In September 2009, just as Elaina was about to go on maternity leave, Brian lost his job.
With his income gone and hers slashed, the bills started to pile up.
"We had to choose whether to pay the mortgage or to eat," Elaina said.
A few months later, their mortgage lender re-possessed their house and the family had to move into Housing Executive accommodation.
Their former home went into an auction - the family claim it was sold for much less than it was worth.
Then, on Christmas Eve 2010, there was another low point.
They received a letter from the bank telling them they owed £75,000 - and according to Elaina, the letter asked if the family would like to pay by credit card, debit card or cheque.
"I can't even tell you how that made me feel," said Elaina. "I've never been as depressed in my life."
Eventually, they contacted the debt counselling charity Christians Against Poverty (CAP).
The organisation got in touch with the family's creditors and managed their debts.
According to the charity, the McLoughlins' experience is far from unusual.
In fact, their statistics suggest that Northern Ireland is the UK region where people find it most difficult to get out of debt.
A survey has shown their average client in Northern Ireland is £15,825 in debt.
But the disposable income of that average client is just £1,927 per year.
The ratio of debt to disposable income is the worst in the UK.
Chris Cupples from CAP Northern Ireland said: "What we're seeing on the ground is that people are struggling, finding it harder to get out of debt than anywhere else in the UK."

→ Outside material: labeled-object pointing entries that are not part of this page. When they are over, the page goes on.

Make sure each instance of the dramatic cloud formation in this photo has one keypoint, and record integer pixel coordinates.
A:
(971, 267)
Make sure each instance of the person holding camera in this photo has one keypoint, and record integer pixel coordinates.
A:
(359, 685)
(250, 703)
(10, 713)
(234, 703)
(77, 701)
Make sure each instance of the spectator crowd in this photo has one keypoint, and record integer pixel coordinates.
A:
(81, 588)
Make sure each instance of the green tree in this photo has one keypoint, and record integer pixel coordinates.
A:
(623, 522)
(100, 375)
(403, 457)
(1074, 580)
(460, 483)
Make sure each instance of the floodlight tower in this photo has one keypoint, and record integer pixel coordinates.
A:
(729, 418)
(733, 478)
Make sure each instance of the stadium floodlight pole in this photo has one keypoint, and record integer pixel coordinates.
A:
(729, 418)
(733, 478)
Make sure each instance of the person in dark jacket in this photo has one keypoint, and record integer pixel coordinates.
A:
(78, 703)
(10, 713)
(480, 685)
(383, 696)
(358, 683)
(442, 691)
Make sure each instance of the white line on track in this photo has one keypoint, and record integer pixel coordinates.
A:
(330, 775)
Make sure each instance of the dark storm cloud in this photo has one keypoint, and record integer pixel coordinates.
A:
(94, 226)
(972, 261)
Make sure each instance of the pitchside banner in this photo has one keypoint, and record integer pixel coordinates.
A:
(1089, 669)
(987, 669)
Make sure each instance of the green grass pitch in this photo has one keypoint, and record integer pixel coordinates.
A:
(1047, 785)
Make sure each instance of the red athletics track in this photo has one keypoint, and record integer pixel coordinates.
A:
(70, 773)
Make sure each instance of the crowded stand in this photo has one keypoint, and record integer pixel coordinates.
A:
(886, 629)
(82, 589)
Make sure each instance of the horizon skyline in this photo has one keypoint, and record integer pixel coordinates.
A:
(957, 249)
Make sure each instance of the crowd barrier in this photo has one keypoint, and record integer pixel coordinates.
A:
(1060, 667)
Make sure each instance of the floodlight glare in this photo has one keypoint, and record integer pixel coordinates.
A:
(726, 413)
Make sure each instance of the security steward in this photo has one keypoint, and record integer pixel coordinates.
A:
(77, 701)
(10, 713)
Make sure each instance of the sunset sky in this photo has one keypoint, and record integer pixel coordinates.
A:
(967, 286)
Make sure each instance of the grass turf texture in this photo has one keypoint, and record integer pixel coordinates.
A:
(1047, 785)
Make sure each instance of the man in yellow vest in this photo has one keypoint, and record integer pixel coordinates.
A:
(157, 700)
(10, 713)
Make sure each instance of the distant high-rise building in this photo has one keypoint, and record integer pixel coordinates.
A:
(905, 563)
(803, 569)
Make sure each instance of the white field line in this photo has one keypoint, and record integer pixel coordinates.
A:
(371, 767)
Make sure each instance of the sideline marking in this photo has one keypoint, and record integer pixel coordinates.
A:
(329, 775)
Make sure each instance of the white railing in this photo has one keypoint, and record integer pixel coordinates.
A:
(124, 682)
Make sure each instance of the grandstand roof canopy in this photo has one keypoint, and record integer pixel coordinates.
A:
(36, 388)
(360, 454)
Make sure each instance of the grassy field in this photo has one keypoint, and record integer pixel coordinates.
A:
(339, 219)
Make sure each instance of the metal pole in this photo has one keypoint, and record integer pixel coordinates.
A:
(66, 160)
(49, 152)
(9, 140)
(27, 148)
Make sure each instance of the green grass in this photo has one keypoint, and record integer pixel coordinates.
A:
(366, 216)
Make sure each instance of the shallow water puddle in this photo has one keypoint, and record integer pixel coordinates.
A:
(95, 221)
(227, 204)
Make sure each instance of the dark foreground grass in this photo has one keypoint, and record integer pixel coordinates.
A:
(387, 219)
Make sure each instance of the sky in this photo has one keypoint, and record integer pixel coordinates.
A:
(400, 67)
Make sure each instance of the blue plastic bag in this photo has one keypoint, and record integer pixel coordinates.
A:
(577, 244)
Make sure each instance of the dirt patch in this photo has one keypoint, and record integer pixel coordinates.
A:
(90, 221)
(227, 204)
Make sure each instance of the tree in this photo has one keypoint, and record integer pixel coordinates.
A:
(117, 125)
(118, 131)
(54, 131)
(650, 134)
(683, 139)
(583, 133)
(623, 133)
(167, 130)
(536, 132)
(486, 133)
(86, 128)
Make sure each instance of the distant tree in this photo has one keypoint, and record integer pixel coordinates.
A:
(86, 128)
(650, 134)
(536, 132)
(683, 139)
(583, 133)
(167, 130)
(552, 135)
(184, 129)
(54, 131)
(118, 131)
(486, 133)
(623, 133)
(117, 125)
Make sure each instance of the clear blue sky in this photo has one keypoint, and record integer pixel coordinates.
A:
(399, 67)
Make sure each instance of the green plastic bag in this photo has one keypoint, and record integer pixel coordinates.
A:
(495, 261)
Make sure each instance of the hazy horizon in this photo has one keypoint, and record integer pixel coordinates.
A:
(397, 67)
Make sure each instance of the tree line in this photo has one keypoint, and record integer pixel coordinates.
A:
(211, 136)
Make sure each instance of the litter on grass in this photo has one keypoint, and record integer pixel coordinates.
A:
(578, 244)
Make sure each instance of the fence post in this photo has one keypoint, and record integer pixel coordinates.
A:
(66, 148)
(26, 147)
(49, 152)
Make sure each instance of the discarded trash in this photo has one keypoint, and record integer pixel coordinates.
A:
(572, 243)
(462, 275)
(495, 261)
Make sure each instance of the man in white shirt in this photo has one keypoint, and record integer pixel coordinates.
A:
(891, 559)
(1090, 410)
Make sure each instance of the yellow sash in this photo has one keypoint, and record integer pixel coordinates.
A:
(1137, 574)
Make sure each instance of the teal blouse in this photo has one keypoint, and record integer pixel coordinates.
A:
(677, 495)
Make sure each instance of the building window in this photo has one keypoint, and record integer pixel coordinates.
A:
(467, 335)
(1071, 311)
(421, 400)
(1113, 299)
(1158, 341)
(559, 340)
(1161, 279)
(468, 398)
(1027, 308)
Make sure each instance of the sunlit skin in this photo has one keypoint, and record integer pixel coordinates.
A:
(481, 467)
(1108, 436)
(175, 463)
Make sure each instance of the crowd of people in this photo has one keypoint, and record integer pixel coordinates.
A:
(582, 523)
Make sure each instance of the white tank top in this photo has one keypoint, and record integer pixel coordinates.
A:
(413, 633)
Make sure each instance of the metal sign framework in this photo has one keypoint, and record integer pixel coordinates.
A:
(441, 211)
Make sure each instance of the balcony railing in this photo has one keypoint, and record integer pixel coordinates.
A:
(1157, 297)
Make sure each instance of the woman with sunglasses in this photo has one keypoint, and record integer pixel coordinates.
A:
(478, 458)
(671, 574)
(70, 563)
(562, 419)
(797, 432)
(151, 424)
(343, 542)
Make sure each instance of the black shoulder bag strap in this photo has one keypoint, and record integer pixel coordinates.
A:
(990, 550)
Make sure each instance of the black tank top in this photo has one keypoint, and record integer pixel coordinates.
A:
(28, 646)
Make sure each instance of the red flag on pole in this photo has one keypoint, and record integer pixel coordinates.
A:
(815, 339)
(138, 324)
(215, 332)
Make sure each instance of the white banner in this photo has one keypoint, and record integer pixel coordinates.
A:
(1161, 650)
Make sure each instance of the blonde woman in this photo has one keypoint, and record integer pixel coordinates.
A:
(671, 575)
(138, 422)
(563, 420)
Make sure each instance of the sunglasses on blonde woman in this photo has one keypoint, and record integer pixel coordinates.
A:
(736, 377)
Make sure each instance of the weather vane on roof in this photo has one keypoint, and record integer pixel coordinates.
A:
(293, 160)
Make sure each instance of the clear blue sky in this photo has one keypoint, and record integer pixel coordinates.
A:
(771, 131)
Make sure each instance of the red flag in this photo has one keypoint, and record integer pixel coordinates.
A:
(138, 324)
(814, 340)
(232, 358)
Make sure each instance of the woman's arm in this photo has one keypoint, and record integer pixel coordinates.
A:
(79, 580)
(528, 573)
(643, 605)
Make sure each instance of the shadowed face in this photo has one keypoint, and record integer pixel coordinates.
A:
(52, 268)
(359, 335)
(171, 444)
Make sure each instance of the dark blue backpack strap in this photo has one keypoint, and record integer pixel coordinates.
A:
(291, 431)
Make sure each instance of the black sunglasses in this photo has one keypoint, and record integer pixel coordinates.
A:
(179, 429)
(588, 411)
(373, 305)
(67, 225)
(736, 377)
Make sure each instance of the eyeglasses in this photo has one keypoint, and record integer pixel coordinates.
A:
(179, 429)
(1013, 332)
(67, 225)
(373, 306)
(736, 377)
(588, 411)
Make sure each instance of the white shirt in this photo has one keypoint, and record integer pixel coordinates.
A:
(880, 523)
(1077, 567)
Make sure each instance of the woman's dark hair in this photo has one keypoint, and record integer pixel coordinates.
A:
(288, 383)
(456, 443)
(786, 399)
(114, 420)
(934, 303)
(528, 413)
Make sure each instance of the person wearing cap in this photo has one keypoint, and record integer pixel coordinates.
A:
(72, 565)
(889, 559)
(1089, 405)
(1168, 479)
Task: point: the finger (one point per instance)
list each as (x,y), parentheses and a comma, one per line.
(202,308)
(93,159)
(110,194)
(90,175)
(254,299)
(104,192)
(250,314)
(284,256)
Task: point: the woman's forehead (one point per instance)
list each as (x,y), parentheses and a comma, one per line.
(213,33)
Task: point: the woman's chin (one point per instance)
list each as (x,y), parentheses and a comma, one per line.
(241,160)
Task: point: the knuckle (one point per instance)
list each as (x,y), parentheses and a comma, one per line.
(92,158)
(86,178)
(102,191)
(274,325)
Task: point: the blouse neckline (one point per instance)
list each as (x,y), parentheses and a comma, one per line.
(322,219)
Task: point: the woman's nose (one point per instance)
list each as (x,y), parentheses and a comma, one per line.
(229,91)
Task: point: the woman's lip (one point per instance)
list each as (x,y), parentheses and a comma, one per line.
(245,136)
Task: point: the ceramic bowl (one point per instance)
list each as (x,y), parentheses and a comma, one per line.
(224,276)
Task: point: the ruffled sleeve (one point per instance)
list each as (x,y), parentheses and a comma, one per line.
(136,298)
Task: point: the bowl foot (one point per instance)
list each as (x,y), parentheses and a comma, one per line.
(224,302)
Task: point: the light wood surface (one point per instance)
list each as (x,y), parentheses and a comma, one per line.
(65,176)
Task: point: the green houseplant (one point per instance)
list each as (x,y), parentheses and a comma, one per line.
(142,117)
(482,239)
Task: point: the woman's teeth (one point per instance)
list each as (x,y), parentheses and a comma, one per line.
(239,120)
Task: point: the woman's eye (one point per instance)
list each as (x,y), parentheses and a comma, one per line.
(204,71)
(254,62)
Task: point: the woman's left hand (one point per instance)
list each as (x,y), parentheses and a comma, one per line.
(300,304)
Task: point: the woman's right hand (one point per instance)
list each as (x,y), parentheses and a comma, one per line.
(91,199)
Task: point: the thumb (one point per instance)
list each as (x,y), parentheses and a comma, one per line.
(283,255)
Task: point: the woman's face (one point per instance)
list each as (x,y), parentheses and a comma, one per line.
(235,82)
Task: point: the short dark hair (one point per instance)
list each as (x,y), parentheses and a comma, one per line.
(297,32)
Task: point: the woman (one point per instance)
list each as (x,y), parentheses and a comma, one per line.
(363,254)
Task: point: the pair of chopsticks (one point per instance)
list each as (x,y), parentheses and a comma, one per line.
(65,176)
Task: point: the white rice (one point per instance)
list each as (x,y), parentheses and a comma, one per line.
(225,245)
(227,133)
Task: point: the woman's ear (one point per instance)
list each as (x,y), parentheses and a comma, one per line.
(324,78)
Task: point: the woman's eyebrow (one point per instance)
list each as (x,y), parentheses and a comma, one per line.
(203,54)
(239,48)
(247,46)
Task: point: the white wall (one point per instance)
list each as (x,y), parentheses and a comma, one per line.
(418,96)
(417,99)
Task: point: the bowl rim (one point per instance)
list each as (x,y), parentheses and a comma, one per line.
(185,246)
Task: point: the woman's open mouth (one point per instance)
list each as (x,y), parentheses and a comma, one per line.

There may be several reasons for this - including the crash in property prices and the rising level of housing repossessions.
The charity helped the McLoughlins through a bankruptcy.
Like so many others in this sort of situation, they felt isolated as their debts grew.
Elaina said: "There was help for people who were not married or who had never worked - but no-one there to help us when Brian lost his job and we couldn't pay the mortgage."
But they discovered the despair was not an endless spiral.
Now Brian is back in full-time work, and they feel their lives are picking up.
Elaina has spoken out in the hope that it will encourage people who are desperate to get help.
"There is light at the end of that dark tunnel," she said.
"If it wasn't for CAP, I don't know where we would be."
And she hopes telling her story will help remove some of the stigma around debt.
The McLoughlins' experience shows that it is not just people who are reckless with money who end up owing creditors thousands.
It can happen to just about anyone.
But no matter how deep the debt, there is hope and help.